Kenya will use this month’s meeting with Tanzania to push Dar es Salaam to sign the European market access agreement as the country fights to save its multi-billion shilling traded.
If locked out, Kenya stands to lose out on its current preferential access to European markets, subjecting its exporters to higher tariffs and cumulative tax demands in excess of Sh100 million a week as was the case in 2014.
Trade secretary Adan Mohamed said conclusion of the long-pending deal will be addressed during the meeting to be held before the end of the month to persuade Dar to sign the Economic Partnership Agreement (EPA).
Kenya and Rwanda signed the deal in 2016, but it needs approval from all members of the East African Community bloc—which also includes Burundi and Uganda—to take effect.
Nairobi is at the moment accessing the European Union under a special arrangement after three other members failed to endorse EPAs last year.
“In the meeting with Tanzania this month we shall discuss the issue of EPAs as part of our trade negotiations with the country,” said Mr Mohamed.
He said Kenya is missing out on opportunities outlined in the EPA agreement.

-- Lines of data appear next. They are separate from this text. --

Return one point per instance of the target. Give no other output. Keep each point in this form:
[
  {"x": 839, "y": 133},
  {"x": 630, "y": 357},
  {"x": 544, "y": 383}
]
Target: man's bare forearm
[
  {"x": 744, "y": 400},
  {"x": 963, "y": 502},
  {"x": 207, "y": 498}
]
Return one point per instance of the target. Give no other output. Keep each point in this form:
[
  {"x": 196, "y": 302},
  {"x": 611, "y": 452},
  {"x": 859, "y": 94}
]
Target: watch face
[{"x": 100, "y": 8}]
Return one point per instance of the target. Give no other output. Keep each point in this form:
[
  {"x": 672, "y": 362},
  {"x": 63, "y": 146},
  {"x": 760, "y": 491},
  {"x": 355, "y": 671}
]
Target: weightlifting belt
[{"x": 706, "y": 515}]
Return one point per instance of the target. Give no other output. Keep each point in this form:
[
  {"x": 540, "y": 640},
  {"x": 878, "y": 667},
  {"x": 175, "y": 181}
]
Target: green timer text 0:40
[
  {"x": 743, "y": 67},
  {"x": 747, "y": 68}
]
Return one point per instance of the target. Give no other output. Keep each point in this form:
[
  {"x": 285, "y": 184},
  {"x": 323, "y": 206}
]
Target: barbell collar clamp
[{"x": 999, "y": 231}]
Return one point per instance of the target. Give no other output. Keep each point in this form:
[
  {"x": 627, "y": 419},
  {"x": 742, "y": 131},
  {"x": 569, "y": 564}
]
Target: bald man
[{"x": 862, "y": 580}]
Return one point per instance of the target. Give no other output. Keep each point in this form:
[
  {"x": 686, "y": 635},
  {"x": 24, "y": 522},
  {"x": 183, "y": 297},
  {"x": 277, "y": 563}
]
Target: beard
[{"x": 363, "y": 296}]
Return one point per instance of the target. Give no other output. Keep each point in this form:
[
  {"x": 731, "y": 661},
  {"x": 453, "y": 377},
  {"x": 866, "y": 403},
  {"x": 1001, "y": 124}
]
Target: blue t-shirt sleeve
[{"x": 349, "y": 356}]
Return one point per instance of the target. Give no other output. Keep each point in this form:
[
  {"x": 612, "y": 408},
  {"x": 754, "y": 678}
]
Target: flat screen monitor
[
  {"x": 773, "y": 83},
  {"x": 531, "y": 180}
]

A delegation from Tanzania will also be visiting the country to discuss the trade wars between the two states. This meeting will come after the one held in Arusha in September.
Mr Mohamed has been leading the regional bloc in the push for an EPA within the member states in the last two years.
In March, Kenya accused Tanzania and Uganda of being insincere in refusal to join the rest of EAC members in signing the EPA.